Separate password to open secondary vault
I currently am using the standalone version of 1Password6 (not the 1Password Account) on my Mac, iPad and IOS.
There are some notes and passwords that I do not want to share with anyone and I do not want them to appear unless I decide so. So I put them on a separate secondary vault and I set up a COMPLETELY different password from the first.
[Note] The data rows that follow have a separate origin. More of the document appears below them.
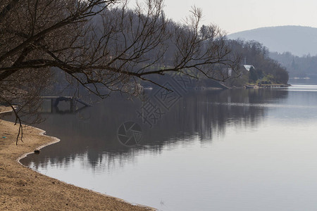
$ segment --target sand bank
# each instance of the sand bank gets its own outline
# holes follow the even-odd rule
[[[24,142],[16,146],[18,129],[13,123],[0,120],[0,210],[151,210],[66,184],[23,167],[18,162],[21,156],[58,140],[30,127],[24,131]]]

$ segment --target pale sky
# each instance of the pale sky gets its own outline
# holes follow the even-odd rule
[[[216,24],[228,34],[271,26],[317,27],[316,0],[165,0],[164,4],[166,15],[176,21],[192,6],[201,8],[204,24]]]

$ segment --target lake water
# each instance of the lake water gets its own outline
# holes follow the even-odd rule
[[[316,210],[317,86],[292,83],[49,114],[39,127],[61,141],[21,162],[160,210]]]

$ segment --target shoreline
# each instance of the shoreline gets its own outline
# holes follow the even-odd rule
[[[0,110],[0,114],[8,112],[11,108]],[[1,210],[156,210],[67,184],[23,165],[20,159],[60,139],[28,126],[24,131],[24,142],[16,146],[18,127],[13,124],[0,120]]]

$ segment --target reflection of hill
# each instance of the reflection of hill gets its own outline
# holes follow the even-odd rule
[[[28,156],[22,162],[45,166],[45,161],[50,160],[53,164],[67,165],[70,160],[86,158],[88,161],[85,162],[96,167],[102,160],[106,163],[115,160],[125,162],[142,151],[159,153],[165,146],[186,144],[192,137],[198,136],[202,142],[211,141],[213,136],[225,134],[228,124],[255,127],[263,118],[266,107],[248,105],[276,103],[287,96],[287,91],[273,90],[192,91],[169,111],[165,110],[152,128],[137,116],[137,110],[142,106],[140,100],[131,101],[113,96],[76,114],[51,115],[40,127],[61,141],[44,148],[38,155]],[[233,103],[245,106],[235,106]],[[127,147],[118,141],[118,129],[127,121],[136,122],[142,127],[140,146]]]

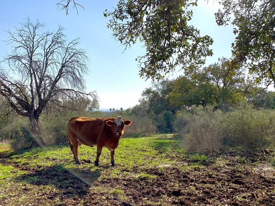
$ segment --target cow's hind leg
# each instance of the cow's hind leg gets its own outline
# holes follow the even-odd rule
[[[113,167],[114,166],[117,166],[116,164],[115,163],[115,159],[114,158],[114,156],[115,156],[115,150],[114,150],[113,151],[111,151],[111,164],[112,164],[112,166]]]
[[[97,146],[97,157],[96,158],[95,161],[94,161],[94,165],[96,166],[99,166],[99,156],[101,154],[101,151],[102,151],[102,147]]]
[[[73,137],[72,136],[70,136],[70,147],[74,154],[74,159],[78,164],[81,164],[79,158],[78,158],[78,145],[79,142],[77,138],[76,137]]]
[[[74,147],[72,143],[71,142],[71,140],[70,139],[69,139],[69,143],[70,143],[70,148],[71,148],[71,150],[72,151],[72,153],[73,154],[73,155],[74,156],[74,160],[75,161],[76,159],[75,158],[75,152],[74,152]]]

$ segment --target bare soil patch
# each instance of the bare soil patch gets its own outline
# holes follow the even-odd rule
[[[68,169],[52,159],[53,166],[30,167],[2,152],[2,165],[27,172],[7,180],[10,186],[0,191],[0,205],[275,205],[274,170],[267,161],[273,155],[230,149],[198,160],[179,154],[170,164],[119,166],[118,172],[128,175],[100,178],[106,166]],[[123,198],[110,192],[116,188]]]

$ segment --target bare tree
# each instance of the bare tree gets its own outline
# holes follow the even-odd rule
[[[85,92],[89,60],[86,51],[77,48],[79,39],[68,43],[60,26],[56,32],[39,34],[44,24],[26,20],[15,32],[7,31],[13,49],[2,62],[6,67],[0,74],[0,95],[8,103],[5,114],[15,111],[28,117],[32,132],[39,134],[39,117],[47,109],[67,107],[65,100],[97,96],[94,91]]]
[[[78,9],[77,9],[78,6],[80,6],[84,10],[85,10],[84,7],[80,4],[76,3],[74,0],[62,0],[61,1],[56,4],[57,6],[57,9],[59,8],[60,6],[61,7],[61,8],[60,9],[60,10],[61,9],[65,10],[66,12],[66,15],[68,15],[69,14],[69,6],[71,2],[72,2],[73,3],[74,6],[73,8],[76,9],[76,12],[78,14]]]

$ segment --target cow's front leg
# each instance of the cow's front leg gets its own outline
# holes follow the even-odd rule
[[[111,151],[111,164],[112,164],[112,166],[117,166],[115,163],[115,159],[114,158],[114,156],[115,156],[115,150],[114,150],[112,151]]]
[[[97,146],[97,157],[96,158],[95,161],[94,161],[94,165],[95,166],[99,166],[99,156],[101,154],[101,151],[102,151],[102,147]]]

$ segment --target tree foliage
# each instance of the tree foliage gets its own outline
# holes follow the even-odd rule
[[[212,39],[189,23],[191,7],[196,5],[196,0],[120,0],[104,15],[111,16],[107,27],[125,49],[138,40],[144,43],[146,53],[136,59],[140,75],[159,80],[179,67],[203,64],[213,54]]]
[[[199,68],[191,65],[175,81],[169,94],[171,102],[179,106],[235,104],[244,100],[251,86],[244,70],[234,66],[225,58],[209,66]]]
[[[223,8],[215,13],[216,21],[220,26],[230,23],[234,27],[234,62],[247,67],[257,82],[263,81],[267,86],[274,84],[275,2],[222,0],[221,3]]]
[[[45,26],[28,19],[14,32],[7,31],[13,50],[3,64],[13,74],[9,77],[8,69],[2,67],[0,76],[0,94],[9,106],[6,114],[13,110],[27,117],[35,133],[39,132],[39,117],[47,110],[67,108],[64,100],[96,98],[94,92],[84,91],[89,60],[85,50],[77,48],[79,40],[68,43],[60,26],[55,32],[39,33]]]

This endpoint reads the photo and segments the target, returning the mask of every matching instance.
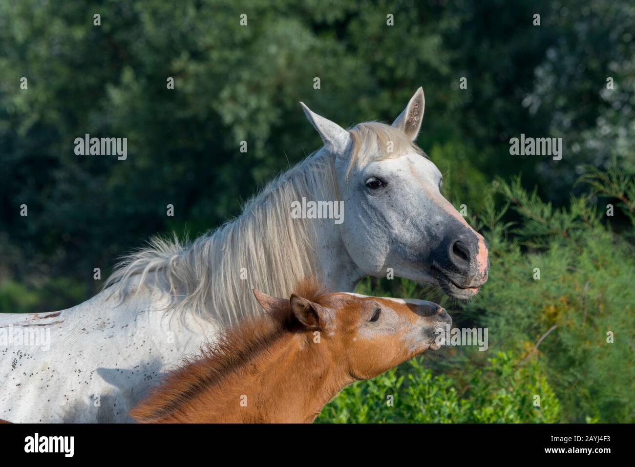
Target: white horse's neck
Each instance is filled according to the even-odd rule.
[[[153,240],[127,258],[107,284],[125,288],[140,274],[137,283],[172,295],[170,308],[229,325],[260,313],[253,288],[288,297],[298,282],[314,276],[332,290],[352,291],[363,274],[334,219],[291,215],[291,203],[303,198],[338,200],[333,163],[321,149],[270,182],[235,220],[187,246]]]

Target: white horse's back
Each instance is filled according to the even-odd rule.
[[[0,344],[0,419],[131,421],[128,410],[162,374],[217,330],[166,313],[160,288],[143,288],[123,303],[110,295],[107,289],[55,313],[0,315],[10,339]],[[29,336],[39,337],[36,345]]]

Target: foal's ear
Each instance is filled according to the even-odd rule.
[[[351,135],[349,132],[328,119],[320,116],[300,102],[302,110],[309,119],[309,121],[315,126],[320,137],[324,141],[324,146],[336,154],[342,154],[346,152],[349,144],[351,144]]]
[[[311,329],[324,327],[326,320],[324,307],[295,294],[291,295],[290,302],[293,315],[298,318],[298,321],[307,328]]]
[[[256,300],[260,304],[260,306],[265,309],[265,311],[271,313],[276,310],[280,309],[281,308],[289,303],[286,299],[279,299],[276,297],[264,294],[255,288],[251,290],[256,297]]]
[[[410,98],[406,109],[392,122],[392,126],[399,128],[410,139],[411,141],[417,139],[421,128],[421,121],[424,118],[424,109],[425,107],[425,97],[424,96],[424,90],[419,88],[415,95]]]

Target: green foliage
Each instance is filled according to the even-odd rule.
[[[413,358],[327,405],[318,421],[345,423],[554,423],[559,405],[537,362],[499,353],[467,379],[434,376]],[[540,395],[539,406],[534,396]]]

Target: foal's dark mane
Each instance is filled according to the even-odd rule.
[[[295,290],[295,295],[318,304],[328,295],[313,279],[303,281]],[[166,374],[130,414],[138,421],[149,423],[173,414],[202,391],[218,387],[283,335],[301,330],[288,300],[268,313],[246,318],[223,331],[215,342],[203,344],[200,355],[183,358],[181,366]]]

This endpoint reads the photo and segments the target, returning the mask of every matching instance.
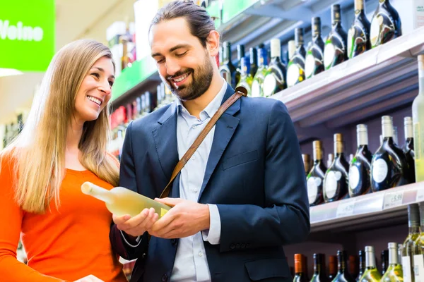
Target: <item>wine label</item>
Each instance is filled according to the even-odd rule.
[[[383,159],[378,159],[372,163],[372,178],[377,183],[381,183],[386,179],[389,166]]]
[[[336,57],[336,48],[333,43],[328,43],[324,49],[324,65],[326,68],[331,67]]]
[[[307,180],[307,197],[310,204],[315,202],[317,195],[318,195],[318,188],[321,185],[321,178],[319,177],[312,176]]]
[[[306,60],[305,62],[305,74],[307,78],[312,76],[314,70],[315,69],[315,58],[311,53],[306,55]]]
[[[264,79],[264,96],[267,97],[274,94],[276,87],[277,86],[277,80],[274,75],[269,73]]]
[[[257,97],[261,96],[261,85],[257,80],[253,80],[252,83],[252,97]]]
[[[337,178],[334,171],[327,173],[324,178],[324,188],[327,198],[334,197],[337,191]]]
[[[412,281],[412,274],[411,273],[410,257],[402,257],[402,269],[404,271],[404,282],[411,282]]]
[[[359,169],[356,166],[351,166],[349,169],[349,188],[355,190],[359,184]]]
[[[424,255],[413,256],[413,275],[416,281],[424,281]]]
[[[292,63],[287,70],[287,86],[295,85],[299,81],[300,68],[295,63]]]

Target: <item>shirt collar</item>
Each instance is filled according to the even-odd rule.
[[[223,80],[224,80],[223,78]],[[224,80],[223,87],[221,87],[220,90],[219,90],[219,92],[218,92],[218,94],[216,94],[215,98],[213,98],[213,99],[212,101],[211,101],[209,104],[208,104],[208,106],[206,106],[205,109],[203,110],[200,113],[200,119],[201,121],[204,121],[207,118],[211,118],[212,116],[213,116],[215,113],[216,113],[218,111],[218,110],[219,109],[219,107],[220,106],[223,99],[224,99],[224,95],[225,94],[225,92],[227,91],[227,85],[228,85],[227,82],[225,80]],[[177,103],[176,104],[177,104],[177,114],[179,114],[182,113],[182,110],[183,109],[185,109],[185,108],[183,106],[181,101],[179,101],[179,99],[176,99],[175,102]],[[186,109],[186,111],[187,111],[187,109]],[[187,114],[188,114],[188,111],[187,111]]]

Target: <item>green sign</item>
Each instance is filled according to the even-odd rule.
[[[1,2],[0,68],[45,71],[54,54],[54,0]]]

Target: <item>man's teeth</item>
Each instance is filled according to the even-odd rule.
[[[95,104],[97,104],[98,105],[100,105],[100,104],[102,104],[102,101],[99,100],[97,98],[95,97],[92,97],[91,96],[87,96],[87,98],[88,98],[88,99],[90,101],[93,101],[93,102],[95,102]]]
[[[176,82],[179,82],[184,80],[187,76],[189,76],[189,73],[187,73],[179,78],[174,78],[174,81]]]

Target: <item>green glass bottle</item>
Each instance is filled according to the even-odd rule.
[[[264,79],[266,74],[266,50],[258,49],[258,70],[252,82],[252,97],[264,97]]]
[[[404,270],[404,280],[414,282],[413,258],[415,252],[413,243],[420,235],[420,211],[418,204],[411,204],[408,206],[408,226],[409,233],[402,246],[402,269]]]
[[[360,278],[361,282],[379,282],[382,275],[375,265],[374,247],[365,247],[365,271]]]
[[[398,256],[398,244],[389,243],[389,267],[384,273],[382,282],[403,282],[404,274],[402,266],[399,264]]]
[[[242,86],[247,90],[247,96],[252,97],[252,82],[253,78],[250,74],[250,64],[249,59],[246,57],[240,60],[240,81],[237,87]]]
[[[271,62],[264,78],[264,96],[269,97],[285,90],[285,66],[281,62],[281,42],[277,38],[271,40]]]

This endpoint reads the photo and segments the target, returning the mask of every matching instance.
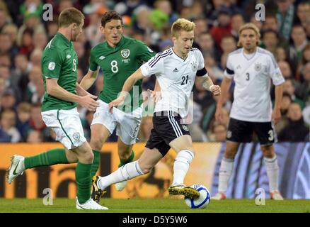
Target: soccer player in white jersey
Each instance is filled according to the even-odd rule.
[[[213,85],[205,67],[201,52],[192,48],[194,40],[193,22],[177,20],[171,27],[173,47],[156,54],[134,72],[125,82],[117,99],[109,104],[110,112],[117,110],[132,86],[144,77],[155,74],[161,88],[161,98],[155,106],[154,128],[144,153],[138,160],[127,163],[106,177],[97,176],[93,184],[95,190],[104,189],[112,184],[148,173],[172,148],[177,155],[173,165],[173,181],[171,194],[197,198],[199,192],[184,185],[184,178],[194,155],[192,138],[181,118],[187,115],[186,102],[195,79],[200,79],[214,95],[220,94],[219,86]]]
[[[222,94],[217,103],[215,118],[222,121],[223,104],[234,79],[234,103],[227,130],[226,150],[219,168],[218,193],[213,199],[226,199],[234,158],[240,143],[250,143],[254,131],[260,143],[269,179],[270,198],[282,200],[278,191],[279,167],[273,143],[275,131],[272,123],[281,118],[280,103],[285,79],[269,51],[258,45],[260,34],[253,23],[246,23],[239,31],[238,45],[242,47],[228,56],[224,78],[221,84]],[[275,86],[273,110],[270,101],[270,79]]]

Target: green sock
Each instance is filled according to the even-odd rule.
[[[91,198],[91,164],[84,164],[78,162],[75,169],[75,177],[78,188],[77,197],[81,204],[86,202]]]
[[[132,154],[131,154],[130,157],[128,157],[128,159],[127,160],[122,160],[120,158],[120,165],[118,165],[118,167],[120,167],[127,163],[132,162],[132,160],[134,160],[134,152],[133,150],[132,150]]]
[[[100,163],[100,152],[98,150],[93,150],[93,165],[91,166],[91,177],[96,175],[96,173],[98,171],[98,169],[99,168],[99,163]]]
[[[39,155],[25,157],[25,168],[30,169],[39,166],[52,165],[60,163],[69,163],[64,148],[55,148]]]

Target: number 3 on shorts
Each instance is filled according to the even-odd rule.
[[[118,72],[117,62],[115,61],[115,60],[111,62],[111,70],[114,73]]]

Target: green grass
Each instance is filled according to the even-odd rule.
[[[254,199],[226,199],[211,201],[210,204],[205,209],[190,209],[185,205],[183,199],[102,199],[102,203],[110,209],[108,211],[100,211],[105,213],[310,213],[309,200],[273,201],[266,199],[265,205],[256,206]],[[8,212],[85,213],[93,211],[76,210],[74,199],[54,199],[52,206],[45,206],[42,199],[0,199],[0,213]]]

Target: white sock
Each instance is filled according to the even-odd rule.
[[[270,192],[278,189],[279,166],[277,165],[277,156],[272,158],[264,157],[266,165],[267,175],[269,179],[269,189]]]
[[[141,170],[137,160],[122,166],[108,176],[101,177],[98,184],[101,189],[104,189],[113,184],[128,180],[143,175],[144,173]]]
[[[234,168],[234,160],[223,157],[221,162],[219,174],[219,192],[226,194],[228,182]]]
[[[182,150],[176,155],[173,164],[174,184],[183,184],[184,178],[190,168],[190,165],[194,158],[194,153],[189,150]]]

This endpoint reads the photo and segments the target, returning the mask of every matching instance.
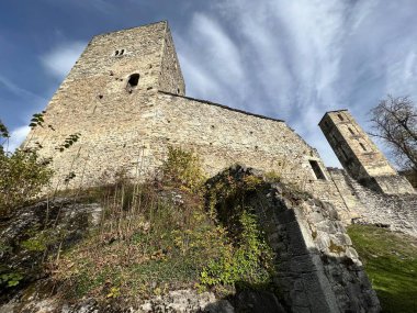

I thought the second vault would open only if I entered the secondary password but once I enter my Master Password, both vaults open even thought the second vault has its own password. I want this setup so that when I sign into 1Password, it opens my primary vault. If I want to switch to another vault, it will not open that without entering the second vault's password. Is that possible? I think it is a very simple useful feature but I don't find how to set that up.
1Password Version: 6.8.8
Extension Version: 4.7.3
OS Version: Mac OS 10.13.6
Sync Type: WLan
Comments
-
Welcome to the forum, @Ignis! I'm sorry for the confusion. In order to be "1Password" - in other words, in order for users to be able to access all of their data in all vaults with just a single password (instead of having to remember two or three or half a dozen (presumably) long, strong vault passwords, one for each vault) - we "escrow" the keys of secondary vaults inside the Primary vault. The Primary vault is the one you created when you first began using 1Password, and it's the Master Password that opens 1Password. As you add secondary vaults, you need to give each of them unique vault passwords (in case you ever want to sync them/share them elsewhere), but you still only need your ONE Master Password to unlock all of 1Password.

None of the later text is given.